Some women who have been sexually abused by a doctor are not even sure what to call it, and in fact sexual abuse when committed by doctors is assigned special terminology and renamed as “medical misconduct”. When some women attempt to seek help they are often met with a white wall of silence and discover that denial and persistent altercation of the facts are prevalent. Sanda Rogers, University of Ontario law faculty, in her discussion of failed promise of reform regarding sexual abuse by health care professionals, states: “Patients report abuse. The evidence is there, as is the evidence that abuse is seriously under reported. The legislation provides the health disciplines with the tools necessary to respond to the abuse perpetrated by some members. Instead, the College of Physicians and Surgeons and other Colleges, have failed to ensure that complainants are provided with the support necessary to assist them to survive the process of complaint, investigation and hearing. The drop off rate on complaints by the CPSO, and by other Colleges, is such that almost no complaints and few complaints of sexual misconduct and abuse proceed to a full hearing. Each stage of the process favors the professional and undermines the complainant.” Sanda also states that complainants who were interviewed by the College members found the complaint process “an amplification of an already traumatic experience“.
As a result, doctors and other health care providers are often left free to continue abusing for years even after complaints against them are made. Dr. Alan Cockeram and Dr. George Doodnaught are just two examples of cases where many women filed complaints and they were ignored.

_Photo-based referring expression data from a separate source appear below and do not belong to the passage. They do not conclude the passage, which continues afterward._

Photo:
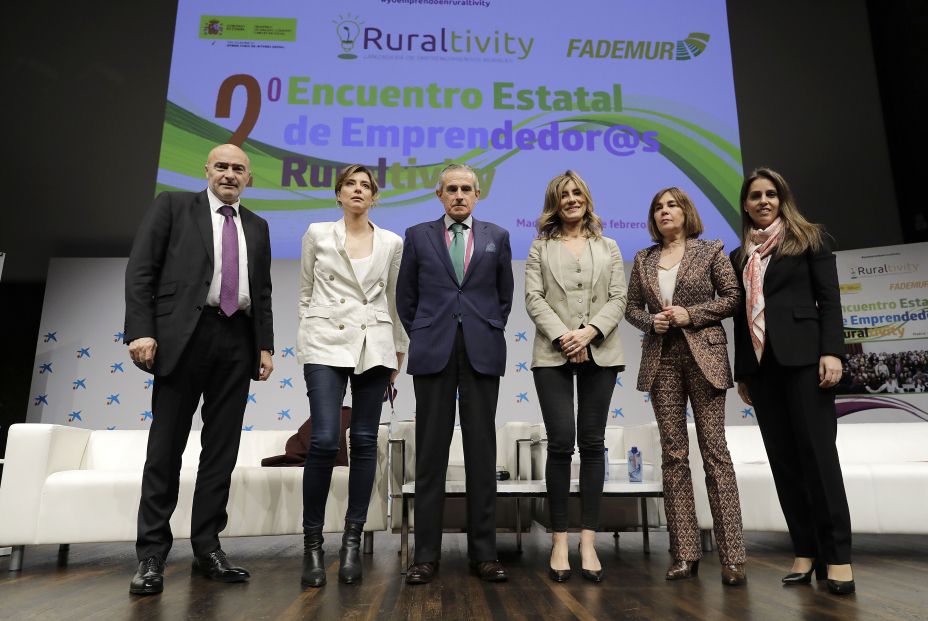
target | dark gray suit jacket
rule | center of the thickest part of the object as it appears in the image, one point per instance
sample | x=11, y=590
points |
x=170, y=270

Sexual abuse under the guise of health care presents many barriers and can have devastating effects. Sanda states that “Abuse in the guise of care, enabled by professional status, access and patient vulnerability and dependency, is an insidious and terrible breach of trust and an unconscionable and violent abuse of power and authority“. Women are often placed in positions where they are vulnerable and left with limited resources to protect themselves from sexual abuse by health care providers. The women who have been abused and who find the courage to complain are often led through a process that often only fails them. In addition, women who have been faced with such experiences are left in a place where health care can be viewed as a threat to their personal safety and psychological stability. In other words, these women are left to cope in a society where health care, for them, does not exist.